Mr Ecko Akinnuoye-Agbaje pitches the character of Joseph perfectly, not one sentence delivered out of place, not one facial expression jarring. Let’s be honest, film fans are dicks, so when a big guy comes along acting out learning difficulties like that guy in Of Mice and Men, he’s going to have to work very hard to not get some laughs in the wrong places. Not once did me or the girl I’m allowed to violate laugh out of place and we really got into the story, which says a lot because we’re both absolutely horrible people and normally laugh hysterically at the sight of black men with learning difficulties fighting in cages.

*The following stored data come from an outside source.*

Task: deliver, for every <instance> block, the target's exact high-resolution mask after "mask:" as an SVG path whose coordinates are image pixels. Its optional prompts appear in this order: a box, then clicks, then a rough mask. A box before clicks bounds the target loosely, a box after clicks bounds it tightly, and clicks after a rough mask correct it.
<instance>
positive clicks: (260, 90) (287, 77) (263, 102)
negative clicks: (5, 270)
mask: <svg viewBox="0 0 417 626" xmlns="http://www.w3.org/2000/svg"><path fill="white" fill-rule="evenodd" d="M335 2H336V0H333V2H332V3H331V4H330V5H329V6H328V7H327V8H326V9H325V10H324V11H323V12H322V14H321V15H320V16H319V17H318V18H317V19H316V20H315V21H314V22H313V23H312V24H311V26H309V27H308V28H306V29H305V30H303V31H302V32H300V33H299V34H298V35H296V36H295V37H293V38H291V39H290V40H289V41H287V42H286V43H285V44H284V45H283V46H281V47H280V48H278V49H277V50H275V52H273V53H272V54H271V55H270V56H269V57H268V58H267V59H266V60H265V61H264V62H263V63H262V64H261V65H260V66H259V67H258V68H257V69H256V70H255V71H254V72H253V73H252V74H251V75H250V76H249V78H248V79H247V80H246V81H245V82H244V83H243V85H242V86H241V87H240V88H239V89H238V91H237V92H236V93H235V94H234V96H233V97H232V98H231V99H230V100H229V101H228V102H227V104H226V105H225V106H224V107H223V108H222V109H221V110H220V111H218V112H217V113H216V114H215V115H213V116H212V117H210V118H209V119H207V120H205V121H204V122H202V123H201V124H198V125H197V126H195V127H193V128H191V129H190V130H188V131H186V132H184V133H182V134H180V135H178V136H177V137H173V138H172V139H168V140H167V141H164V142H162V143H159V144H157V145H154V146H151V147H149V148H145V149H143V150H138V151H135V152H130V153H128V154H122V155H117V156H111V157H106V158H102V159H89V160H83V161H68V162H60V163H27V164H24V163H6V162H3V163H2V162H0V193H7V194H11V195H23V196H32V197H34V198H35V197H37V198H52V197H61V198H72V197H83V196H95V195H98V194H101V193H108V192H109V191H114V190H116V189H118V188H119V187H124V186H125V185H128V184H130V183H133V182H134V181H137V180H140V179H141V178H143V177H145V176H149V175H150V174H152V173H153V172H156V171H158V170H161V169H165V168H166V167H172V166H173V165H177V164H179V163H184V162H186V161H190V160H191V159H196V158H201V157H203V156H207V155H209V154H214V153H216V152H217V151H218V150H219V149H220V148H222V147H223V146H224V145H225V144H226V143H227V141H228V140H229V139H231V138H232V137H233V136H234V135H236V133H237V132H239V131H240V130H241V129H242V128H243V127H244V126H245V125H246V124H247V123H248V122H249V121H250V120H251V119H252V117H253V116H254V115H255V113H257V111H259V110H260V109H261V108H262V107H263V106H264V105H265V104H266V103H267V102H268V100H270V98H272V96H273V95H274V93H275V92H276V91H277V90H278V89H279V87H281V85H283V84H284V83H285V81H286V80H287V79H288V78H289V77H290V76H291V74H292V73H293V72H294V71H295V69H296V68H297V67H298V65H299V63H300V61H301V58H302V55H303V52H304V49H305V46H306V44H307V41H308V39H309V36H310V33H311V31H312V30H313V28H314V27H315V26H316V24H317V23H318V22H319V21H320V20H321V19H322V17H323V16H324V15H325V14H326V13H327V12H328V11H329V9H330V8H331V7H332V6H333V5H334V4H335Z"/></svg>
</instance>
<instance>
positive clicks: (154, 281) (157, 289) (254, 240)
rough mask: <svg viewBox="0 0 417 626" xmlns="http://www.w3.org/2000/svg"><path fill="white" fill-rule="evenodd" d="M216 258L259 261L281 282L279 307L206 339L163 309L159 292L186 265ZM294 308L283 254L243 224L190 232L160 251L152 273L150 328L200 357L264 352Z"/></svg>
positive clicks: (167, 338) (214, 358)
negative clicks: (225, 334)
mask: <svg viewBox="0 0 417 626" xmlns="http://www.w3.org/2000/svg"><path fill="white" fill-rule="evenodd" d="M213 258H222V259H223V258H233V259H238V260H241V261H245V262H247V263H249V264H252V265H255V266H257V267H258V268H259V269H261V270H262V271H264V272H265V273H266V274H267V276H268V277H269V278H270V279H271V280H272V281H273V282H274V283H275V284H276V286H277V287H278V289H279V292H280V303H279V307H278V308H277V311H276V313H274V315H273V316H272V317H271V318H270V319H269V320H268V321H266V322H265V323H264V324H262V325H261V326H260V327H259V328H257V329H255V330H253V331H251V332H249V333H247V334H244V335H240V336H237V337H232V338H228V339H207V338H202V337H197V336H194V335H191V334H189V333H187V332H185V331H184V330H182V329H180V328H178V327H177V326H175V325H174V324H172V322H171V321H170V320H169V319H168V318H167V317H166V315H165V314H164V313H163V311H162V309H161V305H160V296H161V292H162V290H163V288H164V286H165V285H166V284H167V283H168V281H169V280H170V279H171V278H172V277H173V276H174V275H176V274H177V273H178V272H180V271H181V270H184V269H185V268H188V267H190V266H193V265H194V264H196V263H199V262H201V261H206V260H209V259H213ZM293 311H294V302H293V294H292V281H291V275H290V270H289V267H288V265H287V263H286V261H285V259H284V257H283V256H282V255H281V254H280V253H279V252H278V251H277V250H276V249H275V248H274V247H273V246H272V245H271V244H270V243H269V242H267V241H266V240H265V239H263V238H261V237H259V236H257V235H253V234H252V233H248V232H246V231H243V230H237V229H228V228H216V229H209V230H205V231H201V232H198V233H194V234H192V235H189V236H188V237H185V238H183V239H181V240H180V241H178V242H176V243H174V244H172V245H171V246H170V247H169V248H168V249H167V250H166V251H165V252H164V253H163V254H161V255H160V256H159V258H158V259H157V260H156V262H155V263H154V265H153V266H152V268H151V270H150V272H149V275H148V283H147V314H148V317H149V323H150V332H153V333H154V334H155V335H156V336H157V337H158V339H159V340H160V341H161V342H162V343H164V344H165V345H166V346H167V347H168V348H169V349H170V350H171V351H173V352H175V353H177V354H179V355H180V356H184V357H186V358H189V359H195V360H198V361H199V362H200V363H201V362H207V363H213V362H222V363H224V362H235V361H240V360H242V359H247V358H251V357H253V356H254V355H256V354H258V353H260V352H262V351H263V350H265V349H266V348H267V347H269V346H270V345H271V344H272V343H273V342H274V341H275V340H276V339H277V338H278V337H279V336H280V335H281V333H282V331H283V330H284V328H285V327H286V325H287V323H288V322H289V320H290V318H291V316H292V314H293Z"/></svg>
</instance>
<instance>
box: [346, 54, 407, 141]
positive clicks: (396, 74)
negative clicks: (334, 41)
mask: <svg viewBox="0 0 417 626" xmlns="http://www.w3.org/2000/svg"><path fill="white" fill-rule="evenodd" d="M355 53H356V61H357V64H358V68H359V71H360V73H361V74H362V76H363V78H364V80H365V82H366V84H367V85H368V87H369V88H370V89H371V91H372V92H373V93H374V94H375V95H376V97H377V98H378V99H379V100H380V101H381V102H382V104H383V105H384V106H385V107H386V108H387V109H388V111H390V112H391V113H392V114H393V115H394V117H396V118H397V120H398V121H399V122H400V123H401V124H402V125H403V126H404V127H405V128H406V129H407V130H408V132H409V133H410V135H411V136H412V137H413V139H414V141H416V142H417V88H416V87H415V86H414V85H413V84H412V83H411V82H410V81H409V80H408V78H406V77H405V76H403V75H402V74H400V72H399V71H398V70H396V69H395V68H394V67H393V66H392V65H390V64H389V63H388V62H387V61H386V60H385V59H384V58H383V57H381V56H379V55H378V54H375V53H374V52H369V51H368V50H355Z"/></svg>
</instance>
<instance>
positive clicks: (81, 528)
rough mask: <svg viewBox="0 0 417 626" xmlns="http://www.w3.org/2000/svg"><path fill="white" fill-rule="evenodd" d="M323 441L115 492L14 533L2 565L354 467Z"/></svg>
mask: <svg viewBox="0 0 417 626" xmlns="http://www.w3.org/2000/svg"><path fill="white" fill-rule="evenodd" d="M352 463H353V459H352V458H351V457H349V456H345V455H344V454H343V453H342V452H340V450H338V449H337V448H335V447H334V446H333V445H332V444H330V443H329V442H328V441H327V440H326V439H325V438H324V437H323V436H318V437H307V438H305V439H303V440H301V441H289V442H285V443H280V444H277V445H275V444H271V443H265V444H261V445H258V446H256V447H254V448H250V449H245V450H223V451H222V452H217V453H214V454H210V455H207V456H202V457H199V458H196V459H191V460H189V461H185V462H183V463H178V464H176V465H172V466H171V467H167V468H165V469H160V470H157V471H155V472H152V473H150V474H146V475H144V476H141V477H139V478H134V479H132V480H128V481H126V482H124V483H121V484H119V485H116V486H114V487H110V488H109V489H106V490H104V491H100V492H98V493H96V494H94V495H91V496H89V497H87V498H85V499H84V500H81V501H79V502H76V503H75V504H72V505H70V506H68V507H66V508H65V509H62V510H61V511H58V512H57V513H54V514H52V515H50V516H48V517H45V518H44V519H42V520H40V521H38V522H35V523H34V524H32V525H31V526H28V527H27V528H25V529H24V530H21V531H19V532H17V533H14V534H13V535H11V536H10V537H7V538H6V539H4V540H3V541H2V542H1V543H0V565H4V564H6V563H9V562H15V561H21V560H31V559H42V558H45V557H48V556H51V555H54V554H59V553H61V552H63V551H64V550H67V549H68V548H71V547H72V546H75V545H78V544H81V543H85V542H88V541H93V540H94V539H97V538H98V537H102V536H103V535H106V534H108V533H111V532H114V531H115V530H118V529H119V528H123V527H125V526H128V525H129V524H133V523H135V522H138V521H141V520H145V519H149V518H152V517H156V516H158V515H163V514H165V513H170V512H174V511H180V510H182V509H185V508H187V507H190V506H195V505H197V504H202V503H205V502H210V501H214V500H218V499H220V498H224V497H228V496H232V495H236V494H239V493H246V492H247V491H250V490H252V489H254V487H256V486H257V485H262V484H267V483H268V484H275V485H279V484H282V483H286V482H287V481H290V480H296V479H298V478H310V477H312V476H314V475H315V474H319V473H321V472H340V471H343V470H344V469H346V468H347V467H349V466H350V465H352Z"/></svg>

Credit also goes to writers Jeremy Sheldon and Chris Green for producing a well told story, while ‘mad props’ are there for director David Blair to take. Best Laid Plans as a film is very well made, takes it’s time, builds slowly and doesn’t fall into the trap of over-indulgence or miss stepping into trying to be easy on its audience. The cage fights are a great example of this, the cage fights themselves, while well filmed, aren’t actually very long and during each the focus is on everything going on outside the cage, Danny’s torment at watching his friend go through a horrible situation he can’t comprehend and EVIL businessmen like Curtis who look disgusted at events but know it’s ‘best for business’.
There’s an approach that quite often but not always works when examining how well this type of story is told, I call it the, how many bullets are shot and how important is the act of shooting them? Generally the lower the number of bullet shots the greater their importance and consequentially the deeper the story.
Applying this approach to Best Laid Plans the answer is one, very and deep as fu………………………………………insert analogy for something deep here.
Looks wise you could perhaps criticise Best Laid Plans for being a little dull, but you shouldn’t because it fits the story perfectly, it’s the little things like the decrepit nature of Danny’s flat compared to the luxury of Isobel’s house or Curtis’s apartment that say more than words and save us from the boring expository dialogue that a million and one studio projects build boring 100 minute ‘epics’ on.
In summary then, Best Laid Plans is a deep and well told story, well-acted, well executed and enjoyable to watch even if you are about to give up on life after watching 4 minutes of Video Game High School. It’s marketed horribly and whoever wrote the box blurb has no respect either for Steinbeck, their viewers or both, but ignore the bullshit claims of greatness and you have a pretty decent film…………… I recommend, I really do.